I know my family loves me but this morning I feel like my three year old nephew whenever he trips over real bad and scrapes his knees. I want someone to stroke my hair and tell me “everything is going to be alright”. Unfortunately I’m a “grown up” now, and I’m expected to take care of myself. Well most of the times I can, today I just needed that reassurance from someone and as it happened all of my family members where occupied this morning and didn’t answer their phones. Well except for my brother who told me to stop whining (I still love you bro).

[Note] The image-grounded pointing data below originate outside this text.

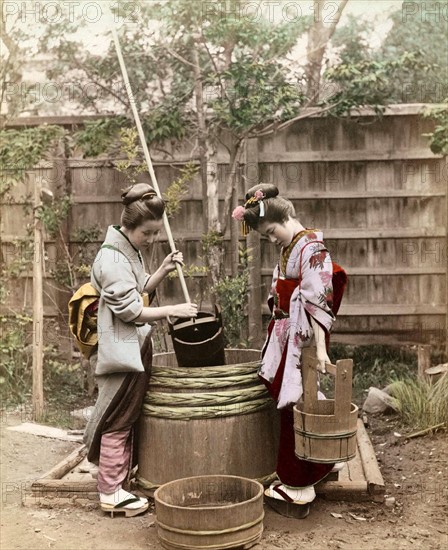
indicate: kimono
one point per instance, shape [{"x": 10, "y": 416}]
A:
[
  {"x": 123, "y": 361},
  {"x": 301, "y": 289}
]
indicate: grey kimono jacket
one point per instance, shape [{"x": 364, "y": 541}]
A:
[{"x": 121, "y": 277}]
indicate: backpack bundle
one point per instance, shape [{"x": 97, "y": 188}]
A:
[{"x": 83, "y": 313}]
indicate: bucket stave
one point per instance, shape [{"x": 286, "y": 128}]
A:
[
  {"x": 213, "y": 512},
  {"x": 207, "y": 420},
  {"x": 325, "y": 430},
  {"x": 320, "y": 438}
]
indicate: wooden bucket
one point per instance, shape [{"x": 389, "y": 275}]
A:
[
  {"x": 325, "y": 430},
  {"x": 209, "y": 512},
  {"x": 207, "y": 420}
]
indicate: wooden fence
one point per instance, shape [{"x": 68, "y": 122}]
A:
[{"x": 373, "y": 186}]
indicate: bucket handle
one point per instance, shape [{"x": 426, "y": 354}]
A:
[{"x": 343, "y": 372}]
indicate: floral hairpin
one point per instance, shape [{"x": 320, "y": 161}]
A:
[{"x": 238, "y": 213}]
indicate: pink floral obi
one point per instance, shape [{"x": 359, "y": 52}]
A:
[{"x": 284, "y": 289}]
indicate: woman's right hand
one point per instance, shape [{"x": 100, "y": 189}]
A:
[{"x": 184, "y": 310}]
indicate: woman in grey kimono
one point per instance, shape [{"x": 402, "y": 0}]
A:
[{"x": 124, "y": 356}]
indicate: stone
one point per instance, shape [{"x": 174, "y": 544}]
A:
[
  {"x": 80, "y": 417},
  {"x": 378, "y": 401}
]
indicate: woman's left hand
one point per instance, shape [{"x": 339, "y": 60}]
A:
[
  {"x": 322, "y": 358},
  {"x": 171, "y": 261}
]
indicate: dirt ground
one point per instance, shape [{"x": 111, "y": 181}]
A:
[{"x": 415, "y": 473}]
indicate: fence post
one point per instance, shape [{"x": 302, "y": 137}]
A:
[{"x": 254, "y": 246}]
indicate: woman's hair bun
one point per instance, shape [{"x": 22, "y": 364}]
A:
[
  {"x": 268, "y": 189},
  {"x": 136, "y": 192}
]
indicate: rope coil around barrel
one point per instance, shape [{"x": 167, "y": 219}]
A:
[
  {"x": 200, "y": 399},
  {"x": 220, "y": 392},
  {"x": 211, "y": 372},
  {"x": 194, "y": 383},
  {"x": 219, "y": 546}
]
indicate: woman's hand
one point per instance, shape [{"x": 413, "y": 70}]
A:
[
  {"x": 184, "y": 310},
  {"x": 171, "y": 261},
  {"x": 322, "y": 358}
]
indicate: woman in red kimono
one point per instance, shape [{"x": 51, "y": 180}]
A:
[{"x": 301, "y": 302}]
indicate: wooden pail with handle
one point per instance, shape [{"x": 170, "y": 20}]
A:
[
  {"x": 325, "y": 430},
  {"x": 199, "y": 342}
]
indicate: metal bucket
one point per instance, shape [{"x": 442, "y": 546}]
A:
[{"x": 199, "y": 342}]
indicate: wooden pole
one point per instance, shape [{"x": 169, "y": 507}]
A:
[
  {"x": 254, "y": 246},
  {"x": 423, "y": 360},
  {"x": 38, "y": 309},
  {"x": 147, "y": 156}
]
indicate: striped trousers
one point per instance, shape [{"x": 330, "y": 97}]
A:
[{"x": 115, "y": 460}]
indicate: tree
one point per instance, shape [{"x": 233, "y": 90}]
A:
[{"x": 212, "y": 74}]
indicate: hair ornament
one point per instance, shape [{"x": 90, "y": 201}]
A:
[
  {"x": 148, "y": 195},
  {"x": 238, "y": 213}
]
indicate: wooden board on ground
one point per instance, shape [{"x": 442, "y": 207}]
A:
[
  {"x": 361, "y": 478},
  {"x": 71, "y": 482}
]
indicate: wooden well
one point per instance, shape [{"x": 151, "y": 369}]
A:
[
  {"x": 213, "y": 512},
  {"x": 207, "y": 420},
  {"x": 325, "y": 430}
]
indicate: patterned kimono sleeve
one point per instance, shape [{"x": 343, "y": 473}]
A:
[
  {"x": 317, "y": 287},
  {"x": 272, "y": 298}
]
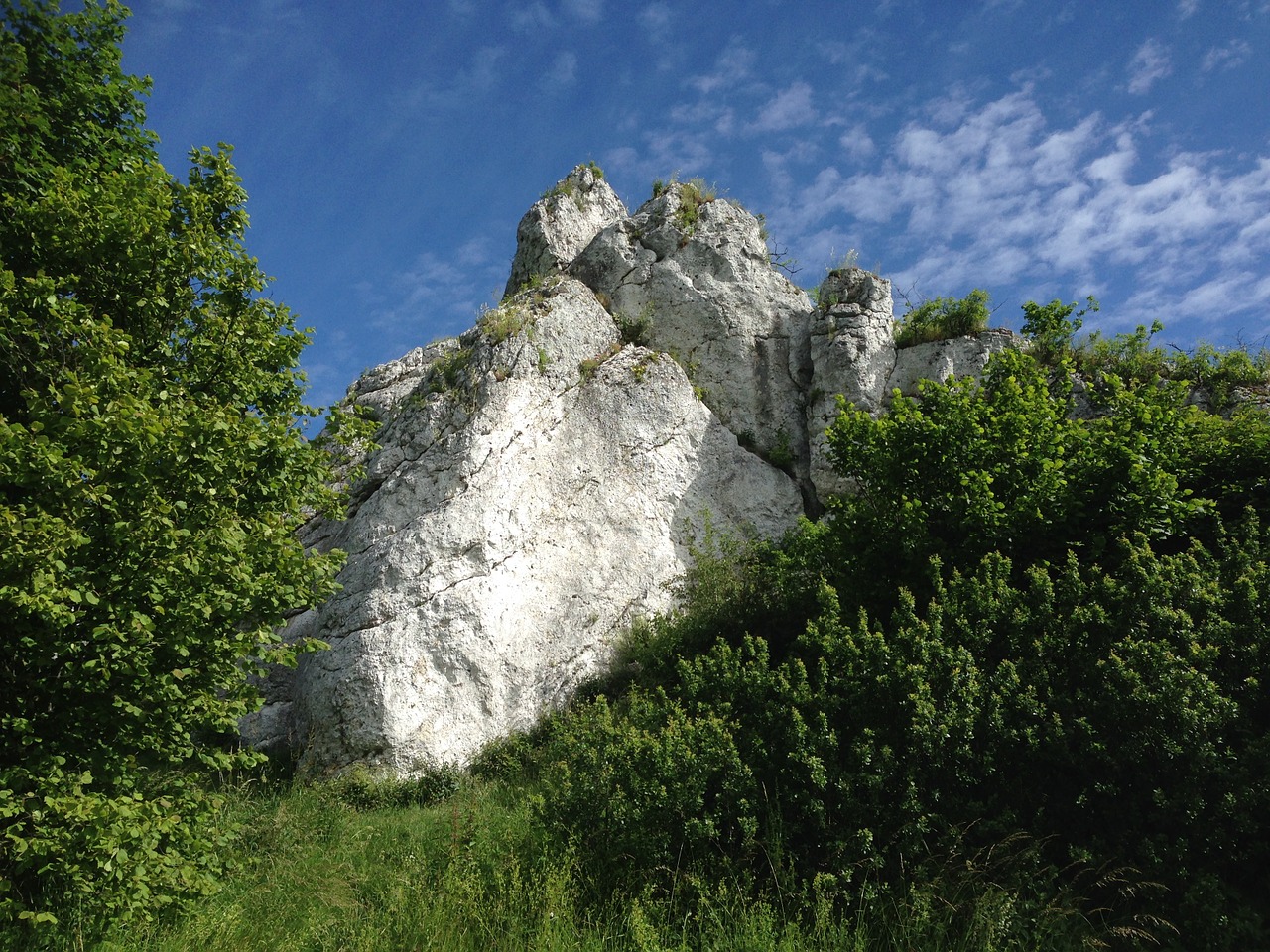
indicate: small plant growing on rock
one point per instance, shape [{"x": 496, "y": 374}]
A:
[
  {"x": 634, "y": 330},
  {"x": 448, "y": 372},
  {"x": 944, "y": 317},
  {"x": 503, "y": 322},
  {"x": 694, "y": 194},
  {"x": 588, "y": 367}
]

After another 20 minutes of crying on the floor, all of a sudden the tears and sobs stopped coming. I laid exhausted on the livingroom floor with swollen eyes and small mountain of tissues next to me. I know, and I’ve always known, that eventually I’m going to feel okay. I know that this is tough for me and it’s okay that it’s tough. I don’t have to compare my journey through this injury to anyone else’s because they are all different. I can see most of my friends heading for different competitions and it’s crazy how something that makes me so nervous that I wanna throw up is the only place I’d want to be right now. I get so jealous after watching them celebrate their victories or the achievement of landing new tricks. But actually I am celebrating too. I’m celebrating that my stitches are out. I am celebrating that I can bike again, that I have all these amazing humans around me that I call friends and family and that today I had to find out the hard way that I can take care of my feelings by myself. Last but not least I’m celebrating that I now can carry my own coffee cup from the kitchen to the couch.
The hard work has begun, I will be back!